Ship-tracking websites showed the Grace 1, which has been renamed Adrian Darya 1, had changed its destination from Iskenderun in Turkey to unlisted, and was hovering about 90 kilometres west of the Syrian cities of Tartus and Baniyas, which is home to an oil refinery, on Sunday afternoon.

The tanker changed course and destination several times after being released from detention in Gibraltar on August 18. It was seized by British troops on July 4 on suspicion of carrying oil to Syria in violation of EU sanctions and was freed after Iran gave an undertaking that its cargo was not bound for Syria, according to Gibraltar authorities. Iran denies giving such an assurance.

The tanker saga comes as tension remains high between the United States and Iran over its unravelling nuclear deal with world powers. Tehran is set to send a deputy foreign minister and a team of economists to Paris on Monday for talks on ways to salvage the accord after a phone call between Iranian President Hassan Rouhani and French President Emmanuel Macron.

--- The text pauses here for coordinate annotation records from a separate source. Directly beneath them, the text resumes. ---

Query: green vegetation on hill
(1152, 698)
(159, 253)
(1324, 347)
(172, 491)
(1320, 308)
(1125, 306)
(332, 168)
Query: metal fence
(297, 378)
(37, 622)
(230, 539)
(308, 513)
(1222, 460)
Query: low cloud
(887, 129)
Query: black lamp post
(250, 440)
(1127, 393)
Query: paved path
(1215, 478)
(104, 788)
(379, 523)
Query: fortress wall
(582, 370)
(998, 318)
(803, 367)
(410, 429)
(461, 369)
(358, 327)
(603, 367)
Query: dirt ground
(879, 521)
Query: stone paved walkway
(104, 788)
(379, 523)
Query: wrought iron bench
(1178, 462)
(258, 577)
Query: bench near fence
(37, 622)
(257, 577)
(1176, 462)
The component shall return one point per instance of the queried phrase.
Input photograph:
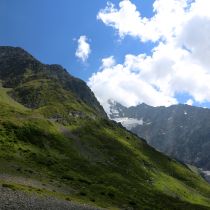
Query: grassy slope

US Secretary of State Mike Pompeo said on Saturday that the ship was believed to be bound for Syria

“We have reliable information that the tanker is under way and headed to Tartus, Syria,” Mr Pompeo wrote on Twitter. “I hope it changes course.”

Syrian President Bashar Al Assad’s adviser Bouthaina Shaaban separately told the Lebanon-based Al Mayadeen TV that Damascus is trying to get oil that its people need “but authorities don’t know where the Iranian tanker is heading”.

The Grace 1 had listed its destination as Greece after leaving Gibraltar but changed this to Mersin in Turkey after the US warned of action against any country that assisted the ship, which it had tried to impound before it left Gibraltar.

Iran said last Monday that the tanker's cargo, estimated to be worth $130 million (Dh477m), had been sold to an unnamed buyer. Anyone buying Iranian crude oil would be subject to US sanctions
The Grace 1 changed its destination to the Turkish city of Iskenderun on Saturday, after the US sanctioned the ship and its captain, but Turkey's Foreign Minister Mevlut Cavusoglu said it was heading to Lebanon. Lebanese officials said they had no knowledge of the Grace 1 being bound for the country.

Iran is pressuring European signatories to the nuclear deal to help it circumvent stringent US sanctions imposed after President Donald Trump pull out of the accord in May last year. Iran has committed incremental breaches on limitations placed on its nuclear programme under the accord and is set to raise its enrichment levels further this week if the European signatories – France, Britain and Germany – cannot offer substantial relief from the US sanctions.

The stand-off has raised fears of a new conflict in the Gulf region, with unclaimed attacks on several oil tankers that the US has blamed on Iran, and Iran shooting down a US surveillance drone.

On Sunday, Iran unveiled a jet-propelled drone that it said was capable of finding and attacking targets far from the country's borders with precision.

Dubbed the "Kian", the unmanned aerial vehicle was designed, produced and tested by experts of the air defence force within about a year, said the head of the force, Brigadier General Alireza Sabahifard.

The drone comes in two models capable of "surveillance and reconnaissance missions and continuous flight for precision missions", state news agency IRNA quoted him as saying.

"This drone can undertake any drone missions we entrust it with ... it can fly more than 1,000 kilometres and find its target with precision," he said.

The newly launched UAV can carry different munitions and can climb to an altitude of 5,000 metres, according to state television.